Begitulah kira-kira percakapan ketiga yang terjadi antara saya dan seorang wanita misterius siang itu. Dia sempat menelpon sebelumnya, memesan lalu kemudian menambah pesanan.

“Kenapa gak dari tadi sih mba? Kasian kan teman saya (panggil saja Zyad) udah pergi mengantar pesanan” Saya sedikit menggerutu, tapi ya namanya juga kerja, jangan bawa-bawa perasaan. Seperti robot.

Beberapa menit kemudian pesanan tambahan selesai dan siap untuk diantar. Pesanan sebelumnya sudah diantar Zyad sebelum pesanan datang. Saya langsung bergegas mengantarkannya bersamaan dengan pesanan yang lain.

Baru sampai jalan raya, saya melihat Zyad dari jarak yang tidak begitu jauh dengan kresek pesanan di tangan.

Naha?” Saya bertanya ketika jarak kita sudah berdekatan.

Eweh le, eta 2 gedung geus di ketrokan pantona hiji-hiji eweh nu muka, nya engges we urang terus ka konsuler. Eeeh.. pek the tutup deuih konsulerna ge. Sueeee..” Jawab Zyad dengan perasaan yang sepertinya sedang kacau.

Ah maenya? Eta gedung nu belah dituna” Saya menjawab, sedikit kaget dan kasian karena 2 gedung dengan masing-masingnya memiliki sekitar 5 tingkat.

Huuh, malah si mesir nu kaluarna ge” Jawab Zyad.

Nya enggeus atuh dieu ku urang we” Saya mengakhiri percakapan sembari mengambil pesanan sebelumnya.
Akhirnya saya yang mengantar semua pesanan wanita itu. Sampai di pertigaan jalan (Mutsallas), ketika saya hendak menyebrang, Allah kirimkan tuk-tuk (bajai) di arah yang berlawanan sedang mundur dan akhirnya bujur kita (tuk-tuk dan saya) bertabrakan. Sueee katabrak bujur tuk-tuk. -_-

Alhamdulillah saya berhasil menemukan rumahnya sekali jalan dan tidak mesti mengetuk semua pintu yang ada (meskipun agak lama dibuka pintunya) karena sebenarnya saya pernah ke tempat itu sebelumnya dan yang membuka pintu pun ternyata orang yang saya kenal. Siip.. kirain siapa.
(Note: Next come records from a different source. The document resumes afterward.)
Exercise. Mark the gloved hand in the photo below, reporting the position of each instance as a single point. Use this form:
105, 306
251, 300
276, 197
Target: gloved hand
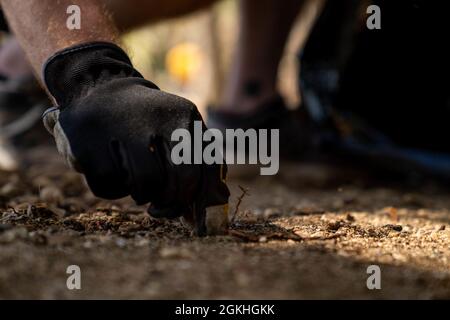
115, 127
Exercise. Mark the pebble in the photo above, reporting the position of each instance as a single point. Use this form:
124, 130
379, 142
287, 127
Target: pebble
50, 194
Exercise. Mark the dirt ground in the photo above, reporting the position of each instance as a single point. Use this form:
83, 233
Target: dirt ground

“Ini pesanannya, semuanya jadi …” Sambil menyodorkan pesanannya.

Tanpa pikir panjang, setelah uang saya terima, saya langsung bergegas mengatar pesanan berikutnya. Dan ternyata, setelah saya turun dari dari gedung itu, saya mendapat ke-sue-an juga. Pesanan berikutnya tertukar dengan pesanan tambahan si teman wanita saya itu. Sueee (lagi).
Mau tidak mau saya harus menukarnya. Lumayan lah bulak-balik naik-turun sampe lantai 4. Setidaknya saya lebih beruntung dari pada Zyad. Alhamdulillah.. kudu bersyukur.
Setelah mengantar, saya kembali meneruskan kegiatan seperti biasanya. Menerima pesanan, mengatarnya dan membersihkan bekas makannya.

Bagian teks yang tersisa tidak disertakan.